Başlangıçta devlet gücüyle giydirilen fes, 19. yüzyıl sonralarında köylere kadar yaygınlaşırken kimi Türk aydınlarının Batılılar gibi kasket ve şapka giyme eğilimi gösterdikleri dikkati çekmektedir. Avrupa’ya kaçan Jön Türkler’in başlattıkları bu eğilim alafrangalaşmak (Frenkler, Avrupalılar gibi olmak) diye nitelendirilmişti. İttihat ve Terakki kurucularından İbrahim Temo, Romanya’ya kaçarken Köstence’de fesini çıkarıp bir gemici kasketi (mateletun) giydiğini anlatmaktadır. O sıralarda yurt dışına çıkan kimi görevlilerin de şapka giydikleri görülmektedir. Ancak bu gibilere II. Abdülhamit yönetimince sakıncalı kişiler olarak bakılmaktaydı. Örneğin Padişaha verilen 25 Eylül 1905 günlü jurnalde, Atina’ya giden Kamil Paşa oğlu Sait Bey ile oradaki Türk ataşemiliteri İhsan’ın ve 25 Temmuz 1907 günlü jurnalden de Bahriye Nazırı Hasan Rahmi Paşa’nın oğullarının şapka giydiklerinden şikayet edilmektedir (Faiz Demiroğlu, Abdülhamit’e Verilen Jurnaller, 69, 71). Maliye Bakanı Nail Bey ise Avrupa’da şapka giydiğinden, Sinop’da döndüğünde “Gâvur oldu, domuz herif!” diye suçlanmıştı. İkinci Meşrutiyet döneminde Avrupa’ya kaçan İttihatçı Halil Menteşe’nin de Viyana’da başında şapka ile gezindiği bilinmektedir. Kurtuluş Savaşı yıllarında Malta’ya sürülen aydınlar arasında şapka giyenler olmuştu. Onların fes’i savunanlarca eleştirildiklerine değinen Hüseyin Cahit Yalçın, “bir bez/kurdele parçasına bu denli önem veren kafaların” Türkiye’nin kurtarılmasına nasıl kılavuzluk edeceklerini anlayamadığını söylemektedir (Siyasal Anılar, 265). Gerçekten de o yıllarda şapka’ya Hıristiyan Avrupalılara özgü bir başlık gözü ile bakılıyor ve şapka giyenler Frenk taklitçiliği ile suçlanıyorlardı. İskilipli Atıf Hoca’da 1922’de yayımladığı “Frenk Mukallitliği ve Şapka” adlı broşürde bu görüşü savunmuştu.

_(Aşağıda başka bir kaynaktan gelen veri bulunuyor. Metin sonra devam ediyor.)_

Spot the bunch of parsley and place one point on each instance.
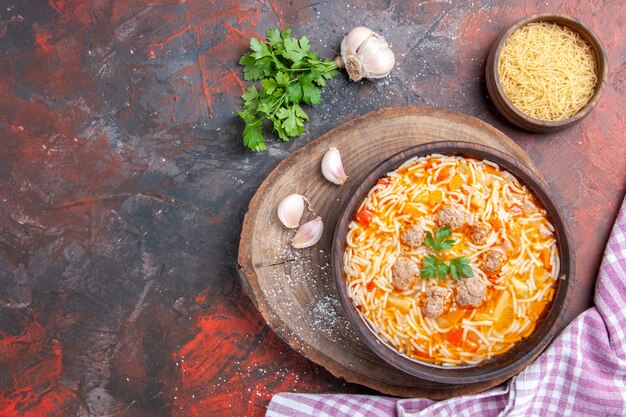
(433, 267)
(290, 74)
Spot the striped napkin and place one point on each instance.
(583, 372)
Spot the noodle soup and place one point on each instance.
(451, 260)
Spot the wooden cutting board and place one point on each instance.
(294, 289)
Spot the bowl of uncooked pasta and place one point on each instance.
(546, 72)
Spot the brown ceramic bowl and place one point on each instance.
(501, 366)
(512, 113)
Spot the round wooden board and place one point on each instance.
(294, 289)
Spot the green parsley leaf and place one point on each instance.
(290, 74)
(269, 85)
(294, 92)
(460, 267)
(441, 239)
(273, 36)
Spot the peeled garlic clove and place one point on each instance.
(290, 210)
(308, 234)
(365, 54)
(332, 167)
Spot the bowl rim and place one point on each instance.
(573, 24)
(519, 356)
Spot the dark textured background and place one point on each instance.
(123, 184)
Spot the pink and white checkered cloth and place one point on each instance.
(583, 372)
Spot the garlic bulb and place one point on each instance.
(290, 210)
(308, 234)
(332, 168)
(365, 54)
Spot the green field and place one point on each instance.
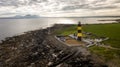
(107, 30)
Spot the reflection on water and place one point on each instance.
(11, 27)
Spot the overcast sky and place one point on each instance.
(60, 8)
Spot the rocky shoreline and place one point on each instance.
(40, 49)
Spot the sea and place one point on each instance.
(13, 27)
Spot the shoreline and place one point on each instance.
(40, 49)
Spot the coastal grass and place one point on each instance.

Bütün bunlara karşın yukarıda değindiğimiz gibi Mustafa Kemal, 1910’da Picardie manevralarına giderken Selanik’ten satın aldığı Avrupai bir elbise ile kasket giymişti. Fes ile seyahat etmek isteyen arkadaşı Binbaşı Selahattin’de Belgrat istasyonunda karşılaştığı aşağılayıcı davranış karşısında Paris’e vardığında ilk iş olarak yeni bir şapka almıştı. Cumhurbaşkanlığı Genel Sekreteri ve Milli Eğitim Bakanı olarak Mustafa Kemal Atatürk’ün çok yakınında bulunmuş olan Yusuf Hikmet Bayur’un aktardığına göre, onda fes’e karşı ilk tepki 1908’de özel bir görevde Bosna ve Avusturya’ya gönderilmesi sırasında başlamıştı (AHE, 31). Kâzım Özalp’in anlattığı bir başka olay ise Mustafa Kemal’in daha o yıllarda şapka giyilmesinden yana  olduğunu göstermektedir. 31 Mart Olayı’nı izleyen Arnavutluk ayaklanmasını bastıran birlikteki subayların elbiselerinin ve başlarındaki serpuş’ların (başörtüsü) çok çeşitli olduğunu belirten Mahmut Şevket Paşa, “Şu serpuş işine bir çözüm bulmalı” diye bir tartışma açmıştı. Subayların bir kısmı kişisel görüşlerini açıklarken Mustafa Kemal, “Şapka kabul edilmelidir!” yanıtını vermişti (Atatürk’ten Hatıralar, 4). Bu kanaatte olan Mustafa Kemal’in Sofya Ataşemiliterliği sırasında çektirdiği fotoğraflarda sivil elbise ile birlikte başına kalpak değil şapka giydiği açıkça görülmektedir.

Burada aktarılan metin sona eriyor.